Property Sale Price SqFt $/SqFt
1 224000 1499 149
2 220000 1403 157
3 220000 1403 157
4 215000 1599 134

Sum the $/SqFt's: 149 + 157 + 157 + 143 = 598.

Divide $598 by the number of properties to get the average $/SqFt: $598 / 4 = $149/SqFt.

Multiply the average $/SqFt x subject property SqFt: $149/SqFt x 1499 = $223915 or ~$224,000.

The above is usually valid if the subject property is in an "average" condition of the sales comps. However, life is rarely this simple. In most cases you're going to have few good comps and sometimes no good comps. In this sort of situation, there is another approach you can try.

Suppose there is a (somewhat) similar sales comp but is in better condition than the subject property. And, suppose the comp sold for $200,000. After comparing the subject property and the sales comp you determine that you could bring the subject property to the same condition as the sales comp by the following:

  • 100% repaint walls
  • Replace the carpet
  • Replace two broken windows
  • General repair items

I will use the following assumptions for estimating the cost of the above work and on experience and/or quotes from vendors:

  • 100% repaint walls: $2,200
  • Replace the carpet: $2,800
  • Replace two broken windows: $475
  • General repair items and pad (to handle the unexpected): $600

The total of the above is $6,075. A few other needed assumptions for this example:

  • Assume that the sales comp is 2,000SqFt.
  • Assume the subject property is 1,950SqFt.
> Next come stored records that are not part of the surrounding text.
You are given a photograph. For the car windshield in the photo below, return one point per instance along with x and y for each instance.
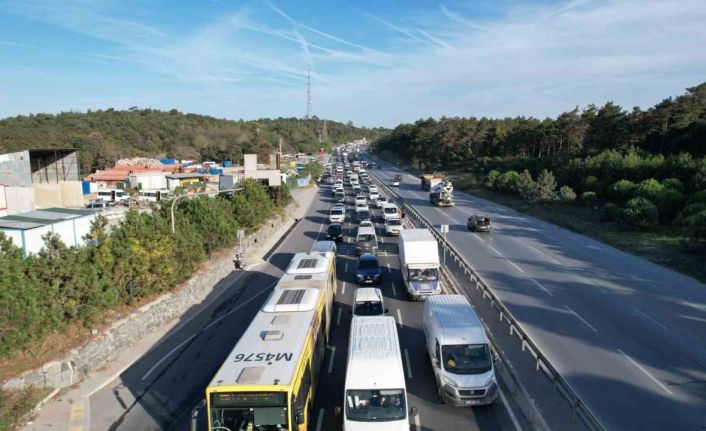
(249, 410)
(368, 308)
(375, 405)
(365, 237)
(466, 358)
(428, 274)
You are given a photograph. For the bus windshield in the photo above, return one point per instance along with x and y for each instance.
(257, 411)
(466, 358)
(375, 405)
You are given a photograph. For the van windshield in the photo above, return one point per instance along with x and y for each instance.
(428, 274)
(375, 405)
(368, 308)
(466, 358)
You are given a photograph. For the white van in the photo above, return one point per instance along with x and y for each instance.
(460, 352)
(375, 394)
(368, 301)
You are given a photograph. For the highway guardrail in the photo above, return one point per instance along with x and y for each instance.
(579, 409)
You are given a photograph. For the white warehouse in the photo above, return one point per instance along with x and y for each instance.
(27, 229)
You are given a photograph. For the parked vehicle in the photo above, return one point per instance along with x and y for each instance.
(335, 232)
(366, 241)
(393, 226)
(368, 270)
(337, 215)
(375, 396)
(368, 301)
(460, 352)
(479, 223)
(419, 263)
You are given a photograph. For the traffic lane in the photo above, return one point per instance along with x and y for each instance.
(621, 366)
(149, 399)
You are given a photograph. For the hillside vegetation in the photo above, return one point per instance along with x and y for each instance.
(639, 171)
(105, 136)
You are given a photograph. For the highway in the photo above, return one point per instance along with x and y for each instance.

Using a similar approach as we did before:

  1. Determine the $/SqFt for the sales comp: $200,000 / 2,000SqFt = $100/SqFt.
  2. Estimate market value for the subject property based on the sales comp (if it were in the same condition): 1,950SqFT x $100/SqFt = $195,000.
  3. Subtract the cost to bring the subject property to the condition of the sales comp from the market value: $195,000 - $6,075 = $188,925 or ~$189,000.

The point of the second method is that if you do not have good comps, you can be creative and get there by other means. Also, this is an estimate, not a precise value. And different people will arrive at different values.

Some basic guidelines I suggest on selecting sales comps include:

  • SqFt difference: 10%. So if the subject property has 1499SqFt, 10% would mean a SqFt range between 1350SqFt and 1650SqFt.
  • Beds: Same number
  • Garage: Same number
  • Lot size: Depending on the location, a small difference in lot size can have a huge impact on price. In Las Vegas, I try to stay within 20% percent.
  • Age: This can be a bit tricky with an updated property. For example, you cannot compare a house built in 1990 with a completely updated kitchen and bathrooms to other homes built in 1990 with no updates. You need to use the photos to determine the best match which is not necessarily the year built.
  • Days back: You need to understand the current market. If the market is flat then properties sold within the last six months are probably valid. However, in a rapidly changing market, 2 to 3 months may be the max.
  • Relevance: Just because a property has the same square footage and is physically close does not mean it is a good comparison. For example, there's a location in Las Vegas where properties on the north side of the road are running approximately $150/SqFt to $180/SqFt while on the south side of the road similarly sized properties are running between $250/SqFt and $300/SqFt.
  • Distance: Obviously, the closer the better. Ideally, a model match within the same subdivision. This does not happen very often so you have to do the best you can.


Calculating the market value of a property is relatively easy, if you have sufficient similar comparable sales. It all falls down when you have insufficient comps or when the properties are not in similar condition. However, with a little creativity, you can still estimate the market value.